Closed fniks closed 10 months ago
From my experience whisper in general needs specific encoding. You can use FFMPEG to process the audio before pushing it to transcription. I use the Node Addon so here's what I do.
async encodeForWhisper(
inputFile: string
): Promise<string> {
const newFile = `${this.tempPathDir}/${randomUUID()}.wav`;
await new Promise((resolve, reject) => {
ffmpegCommand()
.addInput(inputFile)
.audioFrequency(16000)
.audioBitrate(16000)
.audioFilters([
'lowpass=3000',
'highpass=200',
'afftdn=nf=-80',
'silenceremove=stop_periods=-1:stop_duration=2:stop_threshold=0.02',
])
.on('error', (err) => {
this.logger.error(err);
reject(err);
})
.on('end', () => {
resolve(newFile);
})
.save(newFile);
});
return newFile;
}
Using FFMPEG this changes bitrate and frequency to 16000 khz and removes any "whitespace" in the audio file. Hope that helps
Yes you have to convert to 16bit 16kHz PCM:
$ ffmpeg -i <input gile> -acodec pcm\_s16le -ac 1 -ar 16000 <output file>
@bjnortier
Yes you have to convert to 16bit 16kHz PCM:
$ ffmpeg -i <input gile> -acodec pcm\_s16le -ac 1 -ar 16000 <output file>
Do you know why is this trivial conversion not done automatically, like it is done in the original Whisper?
The original Whisper also uses ffmpeg, and requires it as an external dependency. It just runs it automatically. Not requiring ffmpeg in Whisper.cpp is the right decision, because not all platforms can use it. For example in my Swift apps I use other libraries or standard libraries.
Thank you for answering.
I understand not requiring any external dependency to get the normal functionality. In fact, I also support it.

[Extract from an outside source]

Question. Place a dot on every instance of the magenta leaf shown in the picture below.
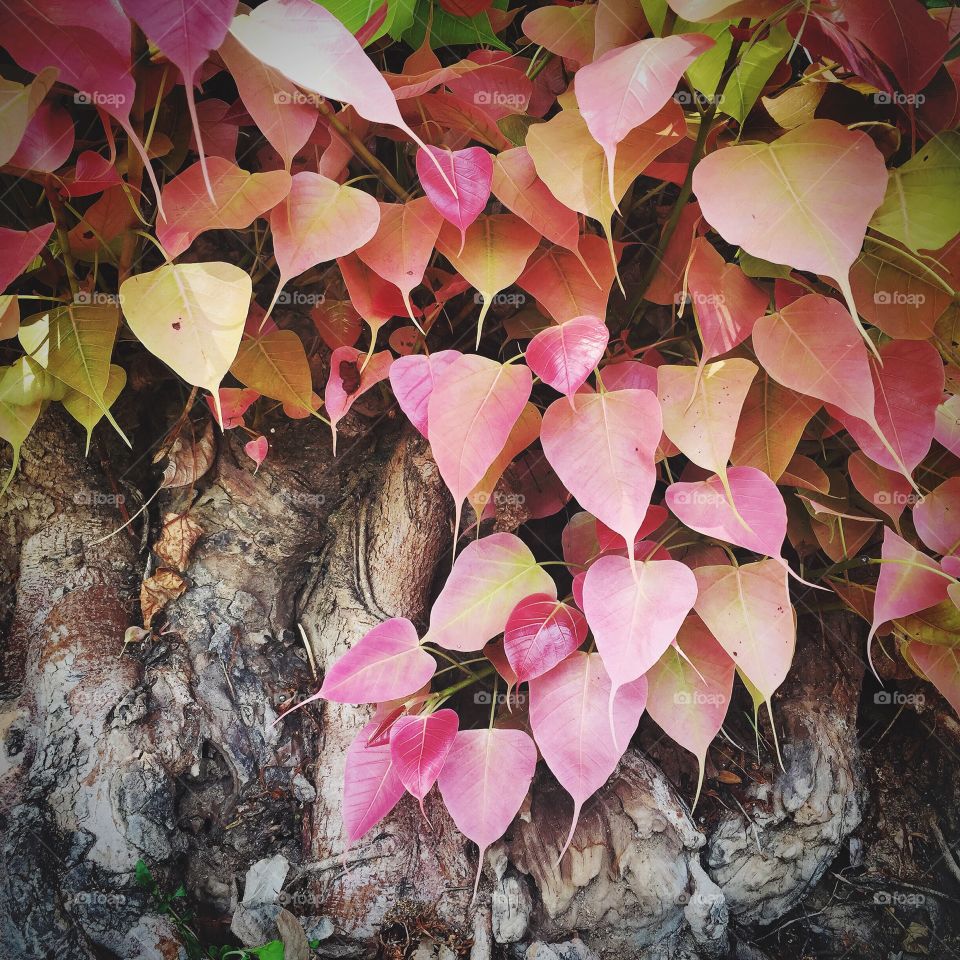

But I don't understand why whisper.cpp can't have a highly sought extra functionality on top of the normal abilities:
Now, in order to use whisper.cpp from command line I have to spend time trying to program, test and debug some kind of helpful shell script as a wrapper for whisper.cpp, which would convert the files, run whisper.cpp and then delete extra audio files. This is just wasteful for who knows how many other people apart from me (let alone many people who don't know how to do it).
Does that sound reasonable to you?
Does that sound reasonable to you?
Yes, absolutely. However, we're not full-time developers, and there are some more urgent tasks that need our attention first. But if anyone has spare time and would like to contribute their code, please don't hesitate to open a pull request.
Does it only support wav files, not mp3?